Assignments From Google's Deep Learning Class6th April 2016
A quick note for anyone interested in deep learning - I've been working through Google's deep learning class on Udacity and posted (most of) the assignments on my IPython Github repo. There are links in the README to rendered versions of the notebooks. I said I posted "most of" the assignments because I haven't finished the last one yet, and it may be a while before I circle back to it. It turns out that implementing recurrent nets and sequence-to-sequence models from scratch using low level primitives, with no prior experience or theoretical foundation, is pretty fucking hard =) I fully intend to work on it, I just need to spend a lot more time studying and playing around with the code.
I'm planning to do a future blog post where I'll go more in depth on this class, and deep learning in general, but for now I'll just offer a few initial impressions of the class in case anyone else is planning to give it a try.

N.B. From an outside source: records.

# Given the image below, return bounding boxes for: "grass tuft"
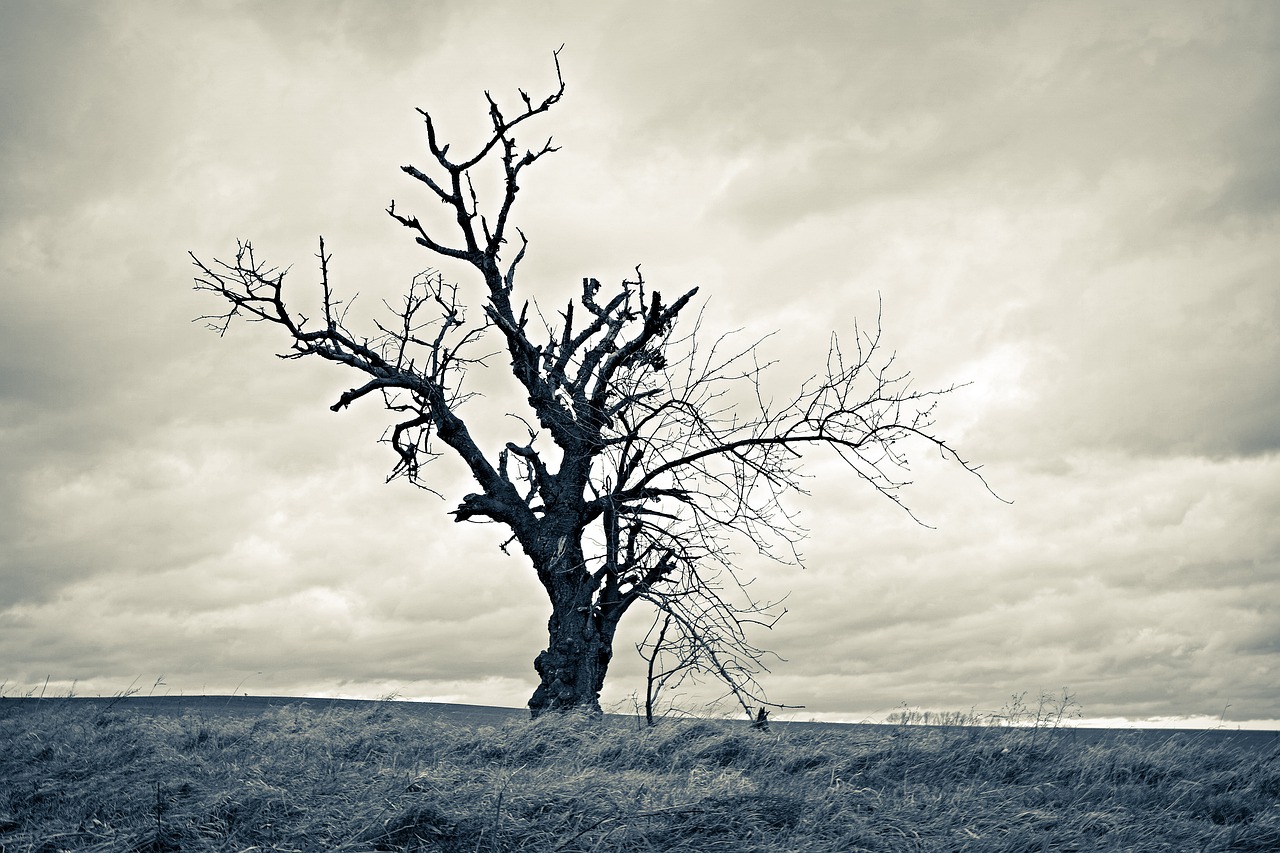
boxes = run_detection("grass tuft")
[0,701,1280,853]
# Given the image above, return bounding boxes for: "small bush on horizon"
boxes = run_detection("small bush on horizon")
[0,702,1280,853]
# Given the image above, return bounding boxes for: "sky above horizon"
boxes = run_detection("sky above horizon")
[0,0,1280,724]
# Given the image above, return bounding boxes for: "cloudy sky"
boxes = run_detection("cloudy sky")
[0,0,1280,725]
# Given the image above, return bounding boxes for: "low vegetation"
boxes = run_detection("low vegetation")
[0,701,1280,853]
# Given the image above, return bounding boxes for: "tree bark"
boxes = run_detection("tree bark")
[529,547,621,717]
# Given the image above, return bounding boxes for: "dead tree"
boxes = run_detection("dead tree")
[192,53,998,716]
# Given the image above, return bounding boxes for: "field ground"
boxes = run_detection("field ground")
[0,697,1280,853]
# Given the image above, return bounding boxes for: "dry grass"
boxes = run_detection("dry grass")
[0,701,1280,853]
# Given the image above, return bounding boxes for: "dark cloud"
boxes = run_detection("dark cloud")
[0,3,1280,719]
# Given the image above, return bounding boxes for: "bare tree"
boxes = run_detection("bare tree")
[192,51,980,716]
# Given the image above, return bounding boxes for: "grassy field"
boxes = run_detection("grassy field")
[0,701,1280,853]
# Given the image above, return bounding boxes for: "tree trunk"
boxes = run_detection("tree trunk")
[529,550,621,717]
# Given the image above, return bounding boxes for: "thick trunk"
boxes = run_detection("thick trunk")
[529,548,617,717]
[529,615,613,717]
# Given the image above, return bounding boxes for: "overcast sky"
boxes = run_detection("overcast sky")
[0,0,1280,725]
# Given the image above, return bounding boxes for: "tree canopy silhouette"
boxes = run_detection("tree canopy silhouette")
[192,51,982,716]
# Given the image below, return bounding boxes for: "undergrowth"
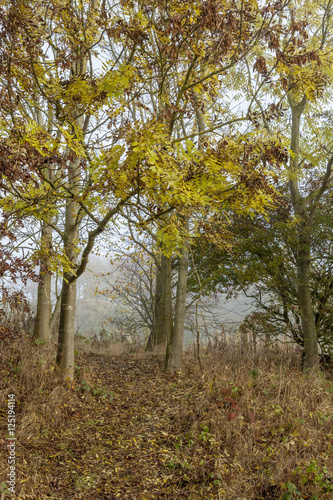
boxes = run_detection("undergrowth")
[0,337,333,500]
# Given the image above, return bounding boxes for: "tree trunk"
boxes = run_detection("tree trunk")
[57,282,76,380]
[146,254,173,351]
[165,216,189,373]
[289,96,319,370]
[297,229,319,370]
[57,158,80,380]
[34,222,52,342]
[50,293,61,342]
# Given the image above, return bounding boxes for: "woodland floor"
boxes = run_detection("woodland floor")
[0,346,333,500]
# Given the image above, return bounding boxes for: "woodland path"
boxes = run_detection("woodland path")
[16,353,218,500]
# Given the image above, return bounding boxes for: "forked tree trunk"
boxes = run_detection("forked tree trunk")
[57,158,80,380]
[297,227,319,370]
[289,97,319,370]
[165,216,189,373]
[57,277,76,380]
[50,293,61,342]
[34,222,52,342]
[146,254,173,351]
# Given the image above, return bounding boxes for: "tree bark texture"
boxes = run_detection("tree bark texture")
[147,253,173,350]
[289,97,319,370]
[57,158,80,380]
[34,222,52,342]
[165,216,189,373]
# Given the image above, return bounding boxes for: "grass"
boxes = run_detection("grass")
[0,338,333,500]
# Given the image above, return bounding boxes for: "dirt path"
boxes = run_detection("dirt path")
[16,353,218,500]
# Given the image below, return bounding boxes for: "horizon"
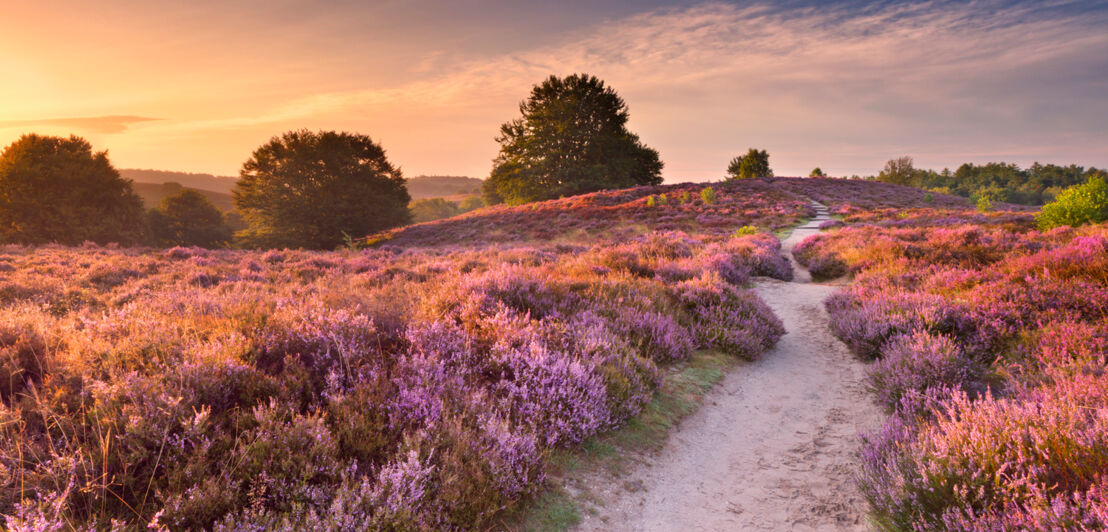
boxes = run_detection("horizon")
[0,1,1108,183]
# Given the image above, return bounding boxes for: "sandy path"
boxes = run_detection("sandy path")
[579,201,882,531]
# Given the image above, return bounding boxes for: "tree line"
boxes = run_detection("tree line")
[0,74,1106,249]
[871,156,1108,205]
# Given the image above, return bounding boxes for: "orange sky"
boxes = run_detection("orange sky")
[0,0,1108,182]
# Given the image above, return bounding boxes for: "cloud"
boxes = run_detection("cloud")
[140,1,1108,178]
[0,115,162,133]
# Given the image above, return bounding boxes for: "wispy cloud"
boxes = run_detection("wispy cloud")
[0,115,162,133]
[145,1,1108,178]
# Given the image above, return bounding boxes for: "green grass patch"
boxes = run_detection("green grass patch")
[490,351,740,531]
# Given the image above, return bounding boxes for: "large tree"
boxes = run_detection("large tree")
[147,188,230,247]
[0,134,145,245]
[233,130,411,249]
[482,74,661,205]
[727,147,773,180]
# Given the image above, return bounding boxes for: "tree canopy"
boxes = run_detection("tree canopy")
[233,130,411,249]
[482,74,661,205]
[0,134,145,245]
[878,155,916,185]
[147,188,232,247]
[878,156,1108,205]
[727,147,773,180]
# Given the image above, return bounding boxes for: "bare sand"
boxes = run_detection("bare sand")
[578,205,883,531]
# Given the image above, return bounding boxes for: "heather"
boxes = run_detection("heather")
[0,227,792,530]
[366,180,815,246]
[797,209,1108,530]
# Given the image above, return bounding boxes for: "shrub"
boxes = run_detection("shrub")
[1035,177,1108,229]
[868,331,984,411]
[700,186,716,205]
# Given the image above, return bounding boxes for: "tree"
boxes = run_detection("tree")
[458,196,484,213]
[482,74,661,205]
[727,147,773,180]
[232,130,411,249]
[0,134,145,245]
[146,188,232,247]
[411,197,461,224]
[878,155,916,185]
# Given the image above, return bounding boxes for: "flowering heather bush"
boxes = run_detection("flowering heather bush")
[760,177,970,214]
[815,208,1108,531]
[869,331,986,411]
[368,180,813,246]
[0,219,794,530]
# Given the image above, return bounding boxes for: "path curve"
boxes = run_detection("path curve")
[578,204,882,531]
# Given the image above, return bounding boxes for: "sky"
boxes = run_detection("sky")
[0,0,1108,183]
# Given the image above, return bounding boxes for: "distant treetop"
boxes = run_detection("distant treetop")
[727,147,773,180]
[233,130,411,249]
[483,74,661,205]
[0,134,146,245]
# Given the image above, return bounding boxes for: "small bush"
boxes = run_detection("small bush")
[700,186,716,205]
[1035,177,1108,229]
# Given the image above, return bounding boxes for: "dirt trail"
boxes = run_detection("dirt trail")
[579,205,882,531]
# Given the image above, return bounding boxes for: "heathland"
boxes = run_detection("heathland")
[0,178,1108,530]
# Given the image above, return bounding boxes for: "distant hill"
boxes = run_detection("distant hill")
[120,168,482,200]
[134,182,235,212]
[408,175,482,200]
[120,168,238,194]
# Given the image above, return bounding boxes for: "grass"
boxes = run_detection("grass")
[490,350,740,531]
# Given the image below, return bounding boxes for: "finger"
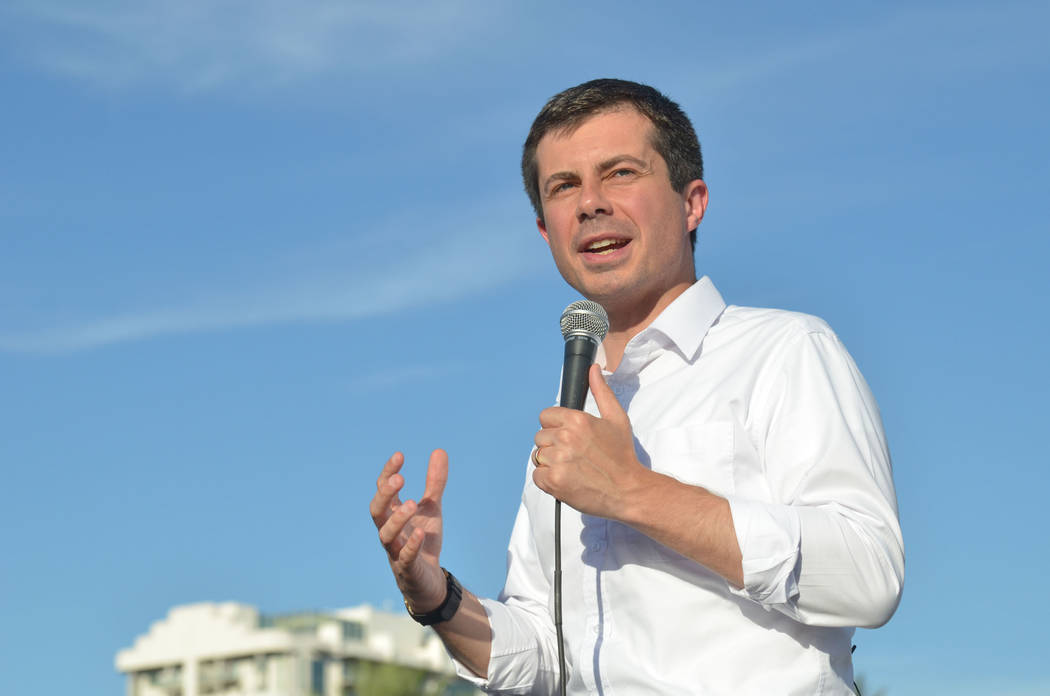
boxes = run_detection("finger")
[376,451,404,491]
[532,428,558,448]
[379,501,417,558]
[423,449,448,504]
[588,363,630,423]
[369,457,404,527]
[540,406,573,427]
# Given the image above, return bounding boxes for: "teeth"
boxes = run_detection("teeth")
[587,239,617,251]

The video content, while informative, is very light on substance. After doing a number of MOOCs on Coursera, I was a bit disappointed by the lack of depth in Udacity's course format. I get that a lot of the Coursera content is developed by universities and adapted from real semester-long courses, and by contrast, many Udacity courses (such as Google's course) are developed by companies with a somewhat limited investment in the curriculum. But there's a pretty stark difference between the depth of a class like Andrew Ng's machine learning class and this one.
As a direct consequence of this, don't expect to learn everything you need to complete the assignments from watching the videos. You really need to be willing to go out and read research papers on relevant topics to meaningfully progress on the labs. If that's not your thing then you can just watch the videos and skip the assignments but all of the "meat" of the class is in the notebook code posted with the labs. You're expected to be reasonably comfortable building fairly complex computation graphs in Tensorflow (or at least comfortable enough to learn as you go). The course itself doesn't teach you any of this so you'll have to seek that knowledge out yourself.
If you can get past those hurdles, there's quite a lot of value in the code that Google provides with the labs. I found it to be fairly complex and hard to follow at times, but if you're willing to invest the time there's a lot to learn. It's amazing how much effort can go into just pre-processing, formatting, and batching data to get it ready for input to a neural net, and there are some great of tips and tricks to learn from the code. Likewise, the example code in Tensorflow is very helpful and sets a good foundation to build on with the labs.
Overall I enjoyed the class but wouldn't recommend it as a first step into deep learning. It seems much better suited for individuals with prior conceptual knowledge of the subjects that are looking to develop hands-on experience. If you're totally unfamilar with deep learning and just looking to get started, I'd recommend some of the free online books linked in Awesome Deep Learning as a starting point.